众所周知,米歇尔·福柯是一位法国哲学家,但其现代性批判的研究视域恰恰契合和呼应了法兰克福学派的历史传统。霍耐特发现福柯的权力理论独具特色,它既不同于古典政治学说所推崇的契约论模式,也与马克思所倡导的国家权力理论大相径庭。福柯基于自己对发达社会主要融合机制的深刻理解和认识,引进了自己理解中的行动权力理论。在这一理论维度中,坚持权力系统的解中心化、去中心化,强调多元主体在不同情境之下的斗争行动并不是习惯思维中主权对个体统治的传统模式,而是基于主体间的策略行动之上所构建的权力结构,以及社会再生产进程。福柯权力理论一直对现代社会的融合机制问题给予足够的重视。
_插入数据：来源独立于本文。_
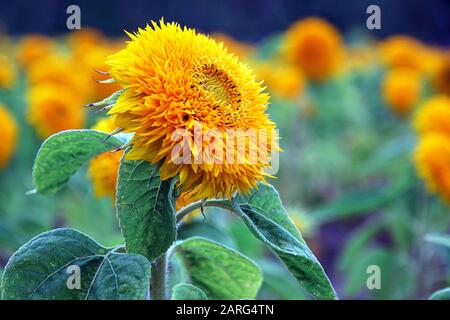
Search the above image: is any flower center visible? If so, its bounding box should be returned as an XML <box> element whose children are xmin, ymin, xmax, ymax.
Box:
<box><xmin>197</xmin><ymin>64</ymin><xmax>241</xmax><ymax>108</ymax></box>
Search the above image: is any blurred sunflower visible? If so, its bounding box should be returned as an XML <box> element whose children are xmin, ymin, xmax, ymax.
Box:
<box><xmin>73</xmin><ymin>44</ymin><xmax>122</xmax><ymax>99</ymax></box>
<box><xmin>286</xmin><ymin>18</ymin><xmax>344</xmax><ymax>81</ymax></box>
<box><xmin>414</xmin><ymin>134</ymin><xmax>450</xmax><ymax>202</ymax></box>
<box><xmin>0</xmin><ymin>104</ymin><xmax>18</xmax><ymax>168</ymax></box>
<box><xmin>379</xmin><ymin>35</ymin><xmax>426</xmax><ymax>71</ymax></box>
<box><xmin>414</xmin><ymin>95</ymin><xmax>450</xmax><ymax>137</ymax></box>
<box><xmin>382</xmin><ymin>68</ymin><xmax>422</xmax><ymax>115</ymax></box>
<box><xmin>433</xmin><ymin>54</ymin><xmax>450</xmax><ymax>96</ymax></box>
<box><xmin>106</xmin><ymin>21</ymin><xmax>278</xmax><ymax>201</ymax></box>
<box><xmin>255</xmin><ymin>62</ymin><xmax>305</xmax><ymax>99</ymax></box>
<box><xmin>27</xmin><ymin>84</ymin><xmax>85</xmax><ymax>138</ymax></box>
<box><xmin>0</xmin><ymin>54</ymin><xmax>16</xmax><ymax>88</ymax></box>
<box><xmin>88</xmin><ymin>117</ymin><xmax>123</xmax><ymax>203</ymax></box>
<box><xmin>211</xmin><ymin>33</ymin><xmax>256</xmax><ymax>59</ymax></box>
<box><xmin>17</xmin><ymin>35</ymin><xmax>55</xmax><ymax>68</ymax></box>
<box><xmin>27</xmin><ymin>54</ymin><xmax>95</xmax><ymax>102</ymax></box>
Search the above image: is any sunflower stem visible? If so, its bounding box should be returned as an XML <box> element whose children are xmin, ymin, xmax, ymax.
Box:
<box><xmin>150</xmin><ymin>253</ymin><xmax>167</xmax><ymax>300</ymax></box>
<box><xmin>177</xmin><ymin>199</ymin><xmax>233</xmax><ymax>223</ymax></box>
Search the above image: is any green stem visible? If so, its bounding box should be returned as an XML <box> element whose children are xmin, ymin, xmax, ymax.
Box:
<box><xmin>177</xmin><ymin>200</ymin><xmax>233</xmax><ymax>222</ymax></box>
<box><xmin>150</xmin><ymin>253</ymin><xmax>167</xmax><ymax>300</ymax></box>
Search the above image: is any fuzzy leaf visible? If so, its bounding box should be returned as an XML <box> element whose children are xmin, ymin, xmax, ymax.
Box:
<box><xmin>171</xmin><ymin>283</ymin><xmax>208</xmax><ymax>300</ymax></box>
<box><xmin>1</xmin><ymin>229</ymin><xmax>150</xmax><ymax>300</ymax></box>
<box><xmin>176</xmin><ymin>237</ymin><xmax>263</xmax><ymax>300</ymax></box>
<box><xmin>33</xmin><ymin>130</ymin><xmax>123</xmax><ymax>194</ymax></box>
<box><xmin>116</xmin><ymin>158</ymin><xmax>177</xmax><ymax>261</ymax></box>
<box><xmin>234</xmin><ymin>184</ymin><xmax>337</xmax><ymax>299</ymax></box>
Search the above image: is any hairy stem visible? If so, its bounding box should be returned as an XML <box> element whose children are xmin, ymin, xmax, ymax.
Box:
<box><xmin>150</xmin><ymin>253</ymin><xmax>167</xmax><ymax>300</ymax></box>
<box><xmin>177</xmin><ymin>200</ymin><xmax>233</xmax><ymax>222</ymax></box>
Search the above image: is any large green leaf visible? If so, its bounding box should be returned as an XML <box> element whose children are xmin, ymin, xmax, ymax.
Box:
<box><xmin>116</xmin><ymin>158</ymin><xmax>177</xmax><ymax>261</ymax></box>
<box><xmin>176</xmin><ymin>237</ymin><xmax>263</xmax><ymax>300</ymax></box>
<box><xmin>33</xmin><ymin>130</ymin><xmax>123</xmax><ymax>194</ymax></box>
<box><xmin>171</xmin><ymin>283</ymin><xmax>208</xmax><ymax>300</ymax></box>
<box><xmin>430</xmin><ymin>288</ymin><xmax>450</xmax><ymax>300</ymax></box>
<box><xmin>1</xmin><ymin>229</ymin><xmax>150</xmax><ymax>300</ymax></box>
<box><xmin>234</xmin><ymin>184</ymin><xmax>337</xmax><ymax>299</ymax></box>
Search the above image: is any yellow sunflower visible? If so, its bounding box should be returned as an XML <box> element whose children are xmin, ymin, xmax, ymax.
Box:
<box><xmin>17</xmin><ymin>35</ymin><xmax>55</xmax><ymax>68</ymax></box>
<box><xmin>414</xmin><ymin>95</ymin><xmax>450</xmax><ymax>137</ymax></box>
<box><xmin>106</xmin><ymin>21</ymin><xmax>278</xmax><ymax>201</ymax></box>
<box><xmin>382</xmin><ymin>68</ymin><xmax>422</xmax><ymax>115</ymax></box>
<box><xmin>211</xmin><ymin>33</ymin><xmax>256</xmax><ymax>59</ymax></box>
<box><xmin>255</xmin><ymin>62</ymin><xmax>306</xmax><ymax>99</ymax></box>
<box><xmin>433</xmin><ymin>53</ymin><xmax>450</xmax><ymax>96</ymax></box>
<box><xmin>27</xmin><ymin>84</ymin><xmax>85</xmax><ymax>138</ymax></box>
<box><xmin>88</xmin><ymin>117</ymin><xmax>123</xmax><ymax>203</ymax></box>
<box><xmin>0</xmin><ymin>54</ymin><xmax>16</xmax><ymax>88</ymax></box>
<box><xmin>414</xmin><ymin>134</ymin><xmax>450</xmax><ymax>202</ymax></box>
<box><xmin>379</xmin><ymin>35</ymin><xmax>426</xmax><ymax>71</ymax></box>
<box><xmin>27</xmin><ymin>54</ymin><xmax>95</xmax><ymax>102</ymax></box>
<box><xmin>0</xmin><ymin>104</ymin><xmax>18</xmax><ymax>168</ymax></box>
<box><xmin>286</xmin><ymin>18</ymin><xmax>344</xmax><ymax>81</ymax></box>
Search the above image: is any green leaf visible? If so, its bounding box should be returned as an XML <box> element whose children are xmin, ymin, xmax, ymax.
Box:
<box><xmin>429</xmin><ymin>288</ymin><xmax>450</xmax><ymax>300</ymax></box>
<box><xmin>1</xmin><ymin>229</ymin><xmax>150</xmax><ymax>300</ymax></box>
<box><xmin>425</xmin><ymin>234</ymin><xmax>450</xmax><ymax>248</ymax></box>
<box><xmin>171</xmin><ymin>283</ymin><xmax>208</xmax><ymax>300</ymax></box>
<box><xmin>33</xmin><ymin>130</ymin><xmax>123</xmax><ymax>194</ymax></box>
<box><xmin>116</xmin><ymin>158</ymin><xmax>177</xmax><ymax>261</ymax></box>
<box><xmin>234</xmin><ymin>184</ymin><xmax>337</xmax><ymax>299</ymax></box>
<box><xmin>176</xmin><ymin>237</ymin><xmax>263</xmax><ymax>300</ymax></box>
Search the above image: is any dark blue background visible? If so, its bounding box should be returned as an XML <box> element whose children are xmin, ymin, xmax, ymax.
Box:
<box><xmin>0</xmin><ymin>0</ymin><xmax>450</xmax><ymax>45</ymax></box>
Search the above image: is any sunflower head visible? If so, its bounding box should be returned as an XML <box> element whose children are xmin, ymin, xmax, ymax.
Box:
<box><xmin>414</xmin><ymin>95</ymin><xmax>450</xmax><ymax>137</ymax></box>
<box><xmin>255</xmin><ymin>61</ymin><xmax>305</xmax><ymax>99</ymax></box>
<box><xmin>433</xmin><ymin>54</ymin><xmax>450</xmax><ymax>96</ymax></box>
<box><xmin>27</xmin><ymin>84</ymin><xmax>85</xmax><ymax>138</ymax></box>
<box><xmin>379</xmin><ymin>35</ymin><xmax>426</xmax><ymax>71</ymax></box>
<box><xmin>382</xmin><ymin>68</ymin><xmax>422</xmax><ymax>115</ymax></box>
<box><xmin>27</xmin><ymin>54</ymin><xmax>93</xmax><ymax>101</ymax></box>
<box><xmin>0</xmin><ymin>104</ymin><xmax>18</xmax><ymax>168</ymax></box>
<box><xmin>0</xmin><ymin>54</ymin><xmax>16</xmax><ymax>88</ymax></box>
<box><xmin>286</xmin><ymin>18</ymin><xmax>344</xmax><ymax>81</ymax></box>
<box><xmin>88</xmin><ymin>117</ymin><xmax>123</xmax><ymax>203</ymax></box>
<box><xmin>17</xmin><ymin>35</ymin><xmax>55</xmax><ymax>68</ymax></box>
<box><xmin>211</xmin><ymin>33</ymin><xmax>256</xmax><ymax>59</ymax></box>
<box><xmin>106</xmin><ymin>21</ymin><xmax>278</xmax><ymax>201</ymax></box>
<box><xmin>414</xmin><ymin>133</ymin><xmax>450</xmax><ymax>202</ymax></box>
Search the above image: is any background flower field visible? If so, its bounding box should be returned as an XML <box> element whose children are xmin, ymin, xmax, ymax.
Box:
<box><xmin>0</xmin><ymin>0</ymin><xmax>450</xmax><ymax>299</ymax></box>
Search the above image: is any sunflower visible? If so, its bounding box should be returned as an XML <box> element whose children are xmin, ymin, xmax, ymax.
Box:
<box><xmin>211</xmin><ymin>33</ymin><xmax>256</xmax><ymax>59</ymax></box>
<box><xmin>286</xmin><ymin>18</ymin><xmax>344</xmax><ymax>81</ymax></box>
<box><xmin>17</xmin><ymin>35</ymin><xmax>55</xmax><ymax>68</ymax></box>
<box><xmin>27</xmin><ymin>54</ymin><xmax>95</xmax><ymax>102</ymax></box>
<box><xmin>255</xmin><ymin>62</ymin><xmax>305</xmax><ymax>99</ymax></box>
<box><xmin>379</xmin><ymin>35</ymin><xmax>427</xmax><ymax>71</ymax></box>
<box><xmin>0</xmin><ymin>54</ymin><xmax>16</xmax><ymax>88</ymax></box>
<box><xmin>88</xmin><ymin>117</ymin><xmax>123</xmax><ymax>203</ymax></box>
<box><xmin>0</xmin><ymin>104</ymin><xmax>18</xmax><ymax>168</ymax></box>
<box><xmin>27</xmin><ymin>84</ymin><xmax>85</xmax><ymax>138</ymax></box>
<box><xmin>414</xmin><ymin>134</ymin><xmax>450</xmax><ymax>202</ymax></box>
<box><xmin>433</xmin><ymin>54</ymin><xmax>450</xmax><ymax>96</ymax></box>
<box><xmin>106</xmin><ymin>20</ymin><xmax>278</xmax><ymax>201</ymax></box>
<box><xmin>382</xmin><ymin>68</ymin><xmax>422</xmax><ymax>115</ymax></box>
<box><xmin>414</xmin><ymin>95</ymin><xmax>450</xmax><ymax>137</ymax></box>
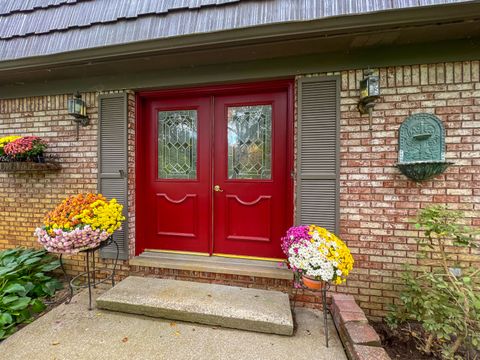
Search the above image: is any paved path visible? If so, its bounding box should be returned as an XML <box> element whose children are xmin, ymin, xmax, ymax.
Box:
<box><xmin>0</xmin><ymin>286</ymin><xmax>347</xmax><ymax>360</ymax></box>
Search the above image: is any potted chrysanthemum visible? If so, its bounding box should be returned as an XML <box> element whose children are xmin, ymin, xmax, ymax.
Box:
<box><xmin>0</xmin><ymin>136</ymin><xmax>47</xmax><ymax>162</ymax></box>
<box><xmin>282</xmin><ymin>225</ymin><xmax>353</xmax><ymax>290</ymax></box>
<box><xmin>35</xmin><ymin>193</ymin><xmax>125</xmax><ymax>254</ymax></box>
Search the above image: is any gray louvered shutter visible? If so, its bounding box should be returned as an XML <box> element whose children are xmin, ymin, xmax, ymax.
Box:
<box><xmin>296</xmin><ymin>76</ymin><xmax>340</xmax><ymax>233</ymax></box>
<box><xmin>98</xmin><ymin>93</ymin><xmax>128</xmax><ymax>260</ymax></box>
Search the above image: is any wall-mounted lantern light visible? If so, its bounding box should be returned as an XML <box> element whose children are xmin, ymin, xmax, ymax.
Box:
<box><xmin>67</xmin><ymin>91</ymin><xmax>90</xmax><ymax>140</ymax></box>
<box><xmin>358</xmin><ymin>69</ymin><xmax>380</xmax><ymax>130</ymax></box>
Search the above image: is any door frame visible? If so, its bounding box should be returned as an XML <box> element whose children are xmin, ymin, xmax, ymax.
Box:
<box><xmin>130</xmin><ymin>78</ymin><xmax>295</xmax><ymax>256</ymax></box>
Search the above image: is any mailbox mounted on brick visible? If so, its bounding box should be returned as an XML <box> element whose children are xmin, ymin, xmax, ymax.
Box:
<box><xmin>396</xmin><ymin>113</ymin><xmax>453</xmax><ymax>181</ymax></box>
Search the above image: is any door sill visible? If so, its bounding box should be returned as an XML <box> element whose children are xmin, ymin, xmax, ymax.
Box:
<box><xmin>129</xmin><ymin>251</ymin><xmax>293</xmax><ymax>280</ymax></box>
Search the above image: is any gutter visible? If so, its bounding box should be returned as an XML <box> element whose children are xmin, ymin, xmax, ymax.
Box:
<box><xmin>0</xmin><ymin>0</ymin><xmax>480</xmax><ymax>72</ymax></box>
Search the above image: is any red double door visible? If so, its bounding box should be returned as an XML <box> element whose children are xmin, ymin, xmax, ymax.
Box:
<box><xmin>136</xmin><ymin>83</ymin><xmax>293</xmax><ymax>258</ymax></box>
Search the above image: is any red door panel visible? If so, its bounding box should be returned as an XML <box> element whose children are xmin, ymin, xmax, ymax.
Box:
<box><xmin>213</xmin><ymin>92</ymin><xmax>290</xmax><ymax>258</ymax></box>
<box><xmin>139</xmin><ymin>97</ymin><xmax>212</xmax><ymax>253</ymax></box>
<box><xmin>136</xmin><ymin>82</ymin><xmax>293</xmax><ymax>258</ymax></box>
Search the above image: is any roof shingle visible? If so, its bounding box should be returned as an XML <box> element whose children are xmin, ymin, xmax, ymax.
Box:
<box><xmin>0</xmin><ymin>0</ymin><xmax>474</xmax><ymax>61</ymax></box>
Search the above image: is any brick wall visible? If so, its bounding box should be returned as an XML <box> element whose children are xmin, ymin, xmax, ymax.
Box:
<box><xmin>0</xmin><ymin>92</ymin><xmax>135</xmax><ymax>274</ymax></box>
<box><xmin>337</xmin><ymin>61</ymin><xmax>480</xmax><ymax>317</ymax></box>
<box><xmin>0</xmin><ymin>61</ymin><xmax>480</xmax><ymax>317</ymax></box>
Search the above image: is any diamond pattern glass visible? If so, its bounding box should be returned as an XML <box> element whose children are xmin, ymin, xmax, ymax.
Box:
<box><xmin>158</xmin><ymin>110</ymin><xmax>197</xmax><ymax>179</ymax></box>
<box><xmin>227</xmin><ymin>105</ymin><xmax>272</xmax><ymax>179</ymax></box>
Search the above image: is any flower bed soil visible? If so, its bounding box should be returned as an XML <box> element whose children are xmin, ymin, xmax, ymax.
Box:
<box><xmin>370</xmin><ymin>322</ymin><xmax>436</xmax><ymax>360</ymax></box>
<box><xmin>12</xmin><ymin>275</ymin><xmax>70</xmax><ymax>334</ymax></box>
<box><xmin>371</xmin><ymin>322</ymin><xmax>480</xmax><ymax>360</ymax></box>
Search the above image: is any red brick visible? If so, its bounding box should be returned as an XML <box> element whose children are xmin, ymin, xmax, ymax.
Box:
<box><xmin>353</xmin><ymin>345</ymin><xmax>391</xmax><ymax>360</ymax></box>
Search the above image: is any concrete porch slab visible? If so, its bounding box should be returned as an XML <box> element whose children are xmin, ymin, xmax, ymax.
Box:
<box><xmin>97</xmin><ymin>276</ymin><xmax>293</xmax><ymax>335</ymax></box>
<box><xmin>0</xmin><ymin>289</ymin><xmax>347</xmax><ymax>360</ymax></box>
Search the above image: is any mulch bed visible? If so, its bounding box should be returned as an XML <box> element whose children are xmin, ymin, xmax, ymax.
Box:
<box><xmin>371</xmin><ymin>322</ymin><xmax>436</xmax><ymax>360</ymax></box>
<box><xmin>17</xmin><ymin>277</ymin><xmax>70</xmax><ymax>331</ymax></box>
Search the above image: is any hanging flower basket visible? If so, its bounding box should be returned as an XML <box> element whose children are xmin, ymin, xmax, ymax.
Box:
<box><xmin>302</xmin><ymin>275</ymin><xmax>326</xmax><ymax>291</ymax></box>
<box><xmin>35</xmin><ymin>193</ymin><xmax>125</xmax><ymax>254</ymax></box>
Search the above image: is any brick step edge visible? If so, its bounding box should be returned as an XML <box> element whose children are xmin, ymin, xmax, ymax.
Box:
<box><xmin>330</xmin><ymin>294</ymin><xmax>391</xmax><ymax>360</ymax></box>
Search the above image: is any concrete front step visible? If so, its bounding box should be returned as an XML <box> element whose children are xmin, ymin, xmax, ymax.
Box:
<box><xmin>97</xmin><ymin>276</ymin><xmax>293</xmax><ymax>335</ymax></box>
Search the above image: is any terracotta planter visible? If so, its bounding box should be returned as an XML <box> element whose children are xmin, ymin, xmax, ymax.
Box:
<box><xmin>302</xmin><ymin>275</ymin><xmax>325</xmax><ymax>290</ymax></box>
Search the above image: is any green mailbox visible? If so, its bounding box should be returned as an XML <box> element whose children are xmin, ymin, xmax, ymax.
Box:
<box><xmin>396</xmin><ymin>113</ymin><xmax>452</xmax><ymax>181</ymax></box>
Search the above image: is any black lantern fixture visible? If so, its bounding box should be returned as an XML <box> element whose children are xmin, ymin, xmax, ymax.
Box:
<box><xmin>68</xmin><ymin>91</ymin><xmax>90</xmax><ymax>140</ymax></box>
<box><xmin>358</xmin><ymin>69</ymin><xmax>380</xmax><ymax>130</ymax></box>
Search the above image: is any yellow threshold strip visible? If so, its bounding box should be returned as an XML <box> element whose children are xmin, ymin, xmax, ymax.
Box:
<box><xmin>212</xmin><ymin>253</ymin><xmax>286</xmax><ymax>262</ymax></box>
<box><xmin>145</xmin><ymin>249</ymin><xmax>210</xmax><ymax>256</ymax></box>
<box><xmin>145</xmin><ymin>249</ymin><xmax>286</xmax><ymax>262</ymax></box>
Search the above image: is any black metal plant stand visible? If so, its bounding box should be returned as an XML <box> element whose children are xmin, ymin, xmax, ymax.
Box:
<box><xmin>60</xmin><ymin>236</ymin><xmax>120</xmax><ymax>310</ymax></box>
<box><xmin>293</xmin><ymin>277</ymin><xmax>332</xmax><ymax>348</ymax></box>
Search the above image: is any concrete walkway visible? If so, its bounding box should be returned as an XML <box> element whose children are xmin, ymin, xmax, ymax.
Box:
<box><xmin>0</xmin><ymin>291</ymin><xmax>347</xmax><ymax>360</ymax></box>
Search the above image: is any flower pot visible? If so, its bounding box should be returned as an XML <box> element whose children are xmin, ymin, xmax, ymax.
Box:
<box><xmin>302</xmin><ymin>275</ymin><xmax>325</xmax><ymax>290</ymax></box>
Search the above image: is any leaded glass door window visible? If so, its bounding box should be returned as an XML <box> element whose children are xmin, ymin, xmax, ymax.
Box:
<box><xmin>158</xmin><ymin>110</ymin><xmax>197</xmax><ymax>179</ymax></box>
<box><xmin>227</xmin><ymin>105</ymin><xmax>272</xmax><ymax>180</ymax></box>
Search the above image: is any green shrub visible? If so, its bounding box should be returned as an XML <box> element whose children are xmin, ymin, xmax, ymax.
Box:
<box><xmin>387</xmin><ymin>206</ymin><xmax>480</xmax><ymax>359</ymax></box>
<box><xmin>0</xmin><ymin>248</ymin><xmax>62</xmax><ymax>340</ymax></box>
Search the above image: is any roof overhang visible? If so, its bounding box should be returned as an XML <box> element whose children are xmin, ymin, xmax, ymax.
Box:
<box><xmin>0</xmin><ymin>1</ymin><xmax>480</xmax><ymax>72</ymax></box>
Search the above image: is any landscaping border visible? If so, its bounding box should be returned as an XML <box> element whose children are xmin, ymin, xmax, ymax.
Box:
<box><xmin>330</xmin><ymin>294</ymin><xmax>391</xmax><ymax>360</ymax></box>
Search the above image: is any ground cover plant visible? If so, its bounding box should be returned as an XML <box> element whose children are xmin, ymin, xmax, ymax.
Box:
<box><xmin>387</xmin><ymin>206</ymin><xmax>480</xmax><ymax>359</ymax></box>
<box><xmin>0</xmin><ymin>248</ymin><xmax>62</xmax><ymax>340</ymax></box>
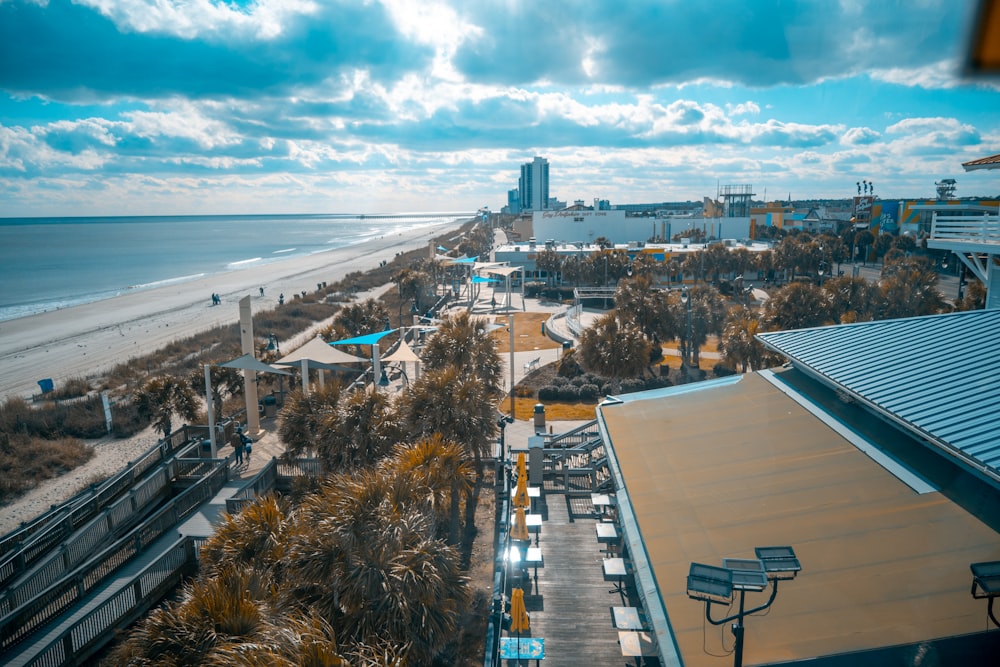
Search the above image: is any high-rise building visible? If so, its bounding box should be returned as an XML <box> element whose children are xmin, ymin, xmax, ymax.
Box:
<box><xmin>517</xmin><ymin>157</ymin><xmax>549</xmax><ymax>211</ymax></box>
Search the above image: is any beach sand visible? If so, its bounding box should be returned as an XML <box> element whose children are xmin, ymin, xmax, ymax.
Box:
<box><xmin>0</xmin><ymin>223</ymin><xmax>457</xmax><ymax>534</ymax></box>
<box><xmin>0</xmin><ymin>222</ymin><xmax>457</xmax><ymax>398</ymax></box>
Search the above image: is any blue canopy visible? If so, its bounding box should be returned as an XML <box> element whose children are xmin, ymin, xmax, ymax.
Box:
<box><xmin>330</xmin><ymin>329</ymin><xmax>396</xmax><ymax>345</ymax></box>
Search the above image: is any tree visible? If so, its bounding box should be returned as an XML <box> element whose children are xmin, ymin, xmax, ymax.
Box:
<box><xmin>535</xmin><ymin>248</ymin><xmax>563</xmax><ymax>287</ymax></box>
<box><xmin>133</xmin><ymin>376</ymin><xmax>198</xmax><ymax>437</ymax></box>
<box><xmin>823</xmin><ymin>276</ymin><xmax>880</xmax><ymax>324</ymax></box>
<box><xmin>188</xmin><ymin>364</ymin><xmax>243</xmax><ymax>419</ymax></box>
<box><xmin>399</xmin><ymin>365</ymin><xmax>497</xmax><ymax>474</ymax></box>
<box><xmin>288</xmin><ymin>469</ymin><xmax>470</xmax><ymax>665</ymax></box>
<box><xmin>421</xmin><ymin>312</ymin><xmax>503</xmax><ymax>397</ymax></box>
<box><xmin>278</xmin><ymin>382</ymin><xmax>343</xmax><ymax>458</ymax></box>
<box><xmin>766</xmin><ymin>282</ymin><xmax>833</xmax><ymax>330</ymax></box>
<box><xmin>580</xmin><ymin>313</ymin><xmax>651</xmax><ymax>378</ymax></box>
<box><xmin>719</xmin><ymin>306</ymin><xmax>768</xmax><ymax>373</ymax></box>
<box><xmin>879</xmin><ymin>256</ymin><xmax>945</xmax><ymax>319</ymax></box>
<box><xmin>384</xmin><ymin>433</ymin><xmax>476</xmax><ymax>545</ymax></box>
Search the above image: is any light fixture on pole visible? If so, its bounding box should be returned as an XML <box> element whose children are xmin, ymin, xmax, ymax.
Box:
<box><xmin>969</xmin><ymin>561</ymin><xmax>1000</xmax><ymax>628</ymax></box>
<box><xmin>681</xmin><ymin>287</ymin><xmax>691</xmax><ymax>372</ymax></box>
<box><xmin>687</xmin><ymin>546</ymin><xmax>800</xmax><ymax>667</ymax></box>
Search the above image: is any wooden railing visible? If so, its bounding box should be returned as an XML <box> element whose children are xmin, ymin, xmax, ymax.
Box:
<box><xmin>27</xmin><ymin>537</ymin><xmax>197</xmax><ymax>667</ymax></box>
<box><xmin>226</xmin><ymin>458</ymin><xmax>278</xmax><ymax>514</ymax></box>
<box><xmin>0</xmin><ymin>459</ymin><xmax>229</xmax><ymax>651</ymax></box>
<box><xmin>930</xmin><ymin>213</ymin><xmax>1000</xmax><ymax>244</ymax></box>
<box><xmin>0</xmin><ymin>426</ymin><xmax>205</xmax><ymax>586</ymax></box>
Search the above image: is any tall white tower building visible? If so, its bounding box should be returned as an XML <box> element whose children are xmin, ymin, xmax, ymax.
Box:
<box><xmin>517</xmin><ymin>157</ymin><xmax>549</xmax><ymax>211</ymax></box>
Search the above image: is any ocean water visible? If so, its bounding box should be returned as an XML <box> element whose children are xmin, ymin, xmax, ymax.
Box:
<box><xmin>0</xmin><ymin>214</ymin><xmax>470</xmax><ymax>321</ymax></box>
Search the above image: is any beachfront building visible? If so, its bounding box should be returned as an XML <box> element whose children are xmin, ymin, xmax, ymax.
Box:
<box><xmin>517</xmin><ymin>156</ymin><xmax>549</xmax><ymax>211</ymax></box>
<box><xmin>598</xmin><ymin>310</ymin><xmax>1000</xmax><ymax>667</ymax></box>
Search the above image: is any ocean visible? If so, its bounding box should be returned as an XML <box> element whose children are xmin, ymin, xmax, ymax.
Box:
<box><xmin>0</xmin><ymin>213</ymin><xmax>471</xmax><ymax>321</ymax></box>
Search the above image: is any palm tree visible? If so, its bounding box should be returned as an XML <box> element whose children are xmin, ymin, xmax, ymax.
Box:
<box><xmin>719</xmin><ymin>306</ymin><xmax>768</xmax><ymax>373</ymax></box>
<box><xmin>384</xmin><ymin>433</ymin><xmax>475</xmax><ymax>544</ymax></box>
<box><xmin>188</xmin><ymin>364</ymin><xmax>243</xmax><ymax>419</ymax></box>
<box><xmin>421</xmin><ymin>312</ymin><xmax>503</xmax><ymax>396</ymax></box>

为了突出其融合机制的与众不同,福柯也提出了生产力以及与之相适应的“规范”“知识”“身体”等理念,并赋予其独特的时代意蕴与历史价值。

随着时代的发展,福柯的研究思路发生了重大的变化,20世纪70年代以来,福柯开始在自己的历史研究中引入尼采的谱系学范式,使自己的研究目光紧紧地聚焦于历史主体领域。探讨存在于社会权力策略时空境遇下,道德与主体表象间在实践活动范围内呈现的样态及关系,并且为社会权力的功能分析提供了两种可能性的选项,其一是固定的制度模式;其二是无限增长的社会控制模式。在这两种备选中,福柯对第二种选项情有独钟,也就是更加相信社会权力增长模式,从而实现社会控制最大化的成效。但要充分实现这些成效,福柯调动了规范、知识、身体与权力技巧,使它们全方位结合。同时从历史发展的整体背景下,将机构前历史在规范、知识、身体三个方位呈现出来,并使规训的技术全面覆盖这些关系,造成权力功能化和匿名化更加显著。在这一进程中,权力施加对象也深入到自我主体的经验领域,规训法则是对身体实践行为进行训导进而造成了主体经验能力,这也就是我们熟知的“人类心灵的谱系学”。但霍耐特认为在这种系统理论中,社会斗争的作用被忽略了,经济因素也成为社会权力系统的背景,社会权力无限扩展主宰了社会进化的全过程,而且是通过对行为者身体行为的控制,远远没有深入到心理动机的分析与探究,所以,归根结底是一种一维性的社会结局。但福柯理论的历史价值依然不容置疑,并且形成了自己的理论特色,充分肯定社会权力增长这一客观进程就体现为历史过程本身,而不需要其他要素,也不是一个自我持续异化的不断延续。虽然福柯的系统理论并不足以为社会一体化奠定完整的理论贮备,但当这一理论发展与哈贝马斯的主导方法社会交往理论相结合时,才为批判理论的交往模式转型奠定了必要的基础[2]198-200。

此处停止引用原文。